The two other proteins involved in cellular responses to imposed stress regimes are TMF/ARA160 and TRNP. While TRNP supports the survival of cells under defined stress conditions, TMF/ARA160 dictates the onset of cellular death under extended stress insults. TRNP is a nuclear protein that associates with chromatin and is highly expressed in neuronal brain cells. RNA expression analysis using DNA chip arrays, revealed the suppression of pro-apoptotic genes by TRNP. Hence, TRNP is a transcription regulator that supports the survival of neuronal cells. The malfunctioning of TRNP may, therefore, contribute to the onset of neuronal cell death and consequent neurodegenerative diseases. We are currently examining the functioning of TRNP in mice models under normal and pathological conditions.

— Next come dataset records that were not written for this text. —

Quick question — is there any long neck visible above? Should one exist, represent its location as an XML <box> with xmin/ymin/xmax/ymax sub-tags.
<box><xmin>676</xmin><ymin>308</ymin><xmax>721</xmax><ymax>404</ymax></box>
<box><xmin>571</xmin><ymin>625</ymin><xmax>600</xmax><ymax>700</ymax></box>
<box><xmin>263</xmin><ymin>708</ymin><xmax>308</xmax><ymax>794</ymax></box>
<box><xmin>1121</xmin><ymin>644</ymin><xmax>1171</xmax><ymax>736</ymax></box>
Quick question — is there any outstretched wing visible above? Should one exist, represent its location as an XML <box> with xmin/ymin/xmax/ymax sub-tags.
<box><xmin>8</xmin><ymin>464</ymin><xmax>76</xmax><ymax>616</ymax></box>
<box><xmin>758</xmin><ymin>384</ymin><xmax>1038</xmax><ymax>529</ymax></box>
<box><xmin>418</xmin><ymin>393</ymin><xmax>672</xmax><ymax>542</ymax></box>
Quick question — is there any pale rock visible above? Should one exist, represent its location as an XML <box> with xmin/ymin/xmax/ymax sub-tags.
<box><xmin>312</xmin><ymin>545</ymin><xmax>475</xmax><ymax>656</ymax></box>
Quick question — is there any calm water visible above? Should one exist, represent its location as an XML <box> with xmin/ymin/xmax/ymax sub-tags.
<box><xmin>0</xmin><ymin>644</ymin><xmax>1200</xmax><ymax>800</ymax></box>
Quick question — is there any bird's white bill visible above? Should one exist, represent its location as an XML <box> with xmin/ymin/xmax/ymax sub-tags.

Finally, we are studying the role of TMF in modulating the response of mammalian cells to genotoxic and metabolic stress. TMF is a Golgi-associated protein. However, under stress conditions, TMF is translocated from the Golgi and is dispersed in the cytoplasm, where it directs key transcription regulators to degradation. This can be carried out by substrate ubiquitination and proteasomal degradation, or by lysosome-mediated degradation in an autophagy-dependent manner. Recently, we have characterized a key role of TMF in the acquired resistance of cancer cells to chemotherapeutic agents. Thus, TMF is a master regulator which modulates the response of cells to stress insults. We are currently devising molecular approaches for manipulating the TMF system and, thereby, restoring the sensitivity of cancer cells to chemotherapeutic treatments.